Volume 651

The cover shows an artist’s impression of a human and their canine companion near a settlement in Ice Age Switzerland. Dogs have been companions for humans for millennia. They were the first animal to be domesticated, and remains with possible dog morphology have been dated to at least 14,000 years ago. But the exact origins and nature of early dogs remain a mystery. Two papers in this week’s issue go some way to resolving this problem. In one, Anders Bergström, Pontus Skoglund and colleagues analyse the genomes of some 200 ancient dog and wolf remains, while in the other, William Marsh, Lachie Scarsbrook, Laurent Frantz and colleagues report the genome sequences of two dogs dating back to 14,000–16,000 years ago — the earliest dogs to be sequenced. Together, the papers show that dogs were widely distributed across western Eurasia long before the introduction of agriculture. They also find evidence that the genetic diversification of dogs started much earlier than had previously been thought.

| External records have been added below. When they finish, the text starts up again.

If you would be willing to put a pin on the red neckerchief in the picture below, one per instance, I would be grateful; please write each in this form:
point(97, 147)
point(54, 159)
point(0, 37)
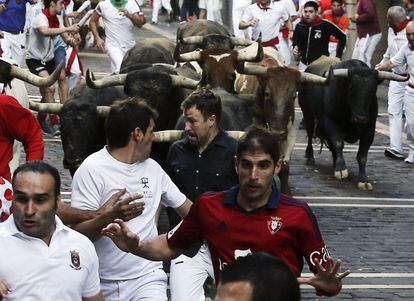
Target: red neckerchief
point(265, 8)
point(65, 3)
point(313, 23)
point(401, 27)
point(53, 20)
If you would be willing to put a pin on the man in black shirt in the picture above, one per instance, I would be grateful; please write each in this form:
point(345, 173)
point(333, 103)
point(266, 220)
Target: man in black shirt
point(203, 161)
point(311, 36)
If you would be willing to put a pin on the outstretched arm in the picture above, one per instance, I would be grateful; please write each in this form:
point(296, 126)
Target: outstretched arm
point(156, 249)
point(327, 282)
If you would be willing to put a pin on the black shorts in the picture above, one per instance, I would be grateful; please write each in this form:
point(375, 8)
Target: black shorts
point(37, 66)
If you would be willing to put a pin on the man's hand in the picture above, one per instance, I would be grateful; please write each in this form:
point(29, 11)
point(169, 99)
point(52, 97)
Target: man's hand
point(122, 236)
point(5, 289)
point(125, 209)
point(100, 44)
point(327, 281)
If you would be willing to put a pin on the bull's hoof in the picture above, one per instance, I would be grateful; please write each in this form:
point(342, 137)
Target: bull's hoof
point(310, 161)
point(341, 174)
point(364, 186)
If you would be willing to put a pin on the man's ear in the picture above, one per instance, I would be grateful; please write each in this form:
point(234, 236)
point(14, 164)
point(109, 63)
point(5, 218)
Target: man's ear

The cover shows the moth Idalus iragorri, one of many insect species found at low to medium elevations in the eastern Andes. More than 70% of all insect species are found in the tropics, but the potential effects of global warming on these key components of the ecosystem are not well understood. In this week’s issue, Kim Holzmann and colleagues aim to resolve this with an analysis of around 2,300 insect species from Africa and South America. They found that insects at high elevations were better able to adapt to higher temperatures, but at lower levels they were not. Overall, the team found that insects in the tropics have a limited capacity to cope with global warming — half the lowland insects that were studied are at risk of dying as a result of projected higher temperatures.

Superluminous supernovae are at least ten times brighter than their regular counterparts, but astronomers have remained in the dark about what exactly powers these phenomena. In this week’s issue, Joseph Farah and colleagues confirm that magnetars — highly magnetized neutron stars formed by a supernova — are a driving force of these explosions. The researchers analysed light emitted by a superluminous supernova more than a billion light years from Earth. Using a new model of the supernova, they determined that a rapidly rotating magnetar is at the centre of the explosion, and that the massive amounts of energy deposited into the supernova ejecta is the cause of the superluminous glow. A disk of accreting matter spins around the magnetar (as pictured on the cover) and this disk ‘wobbles’ owing to an effect predicted by Einstein’s general theory of relativity. This results in the amount of energy being deposited fluctuating, accounting for the unique rise and fall in the supernova’s brightness observed from Earth.

Bony fish account for some 98% of all vertebrate species, but the early stages of their evolution are not well understood. The core issue is the fragmented fossil record for specimens that date back earlier than the start of the Devonian Period some 419 million years ago. Across two papers in this week’s issue, Min Zhu and colleagues help to plug that gap. In the first paper, the researchers reveal the near-complete skeleton of a small bony fish dating to the early Silurian (around 436 million years ago), making it the oldest known bony fish. Named Eosteus chongqingensis, this 3-centimetre fish displays features that place it close to the earliest stages of bony fish evolution. In the second paper, the researchers reveal fossil material from the fish Megamastax amblyodus, the largest pre-Devonian vertebrate currently known. Dated to around 423 million years ago, these latest remains add an entire skull with teeth and jaws to the picture, offering fresh insight into the origin of bony fish characteristics. Both Eosteus (middle) and Megamastax are pictured in the artist’s digital model on the cover.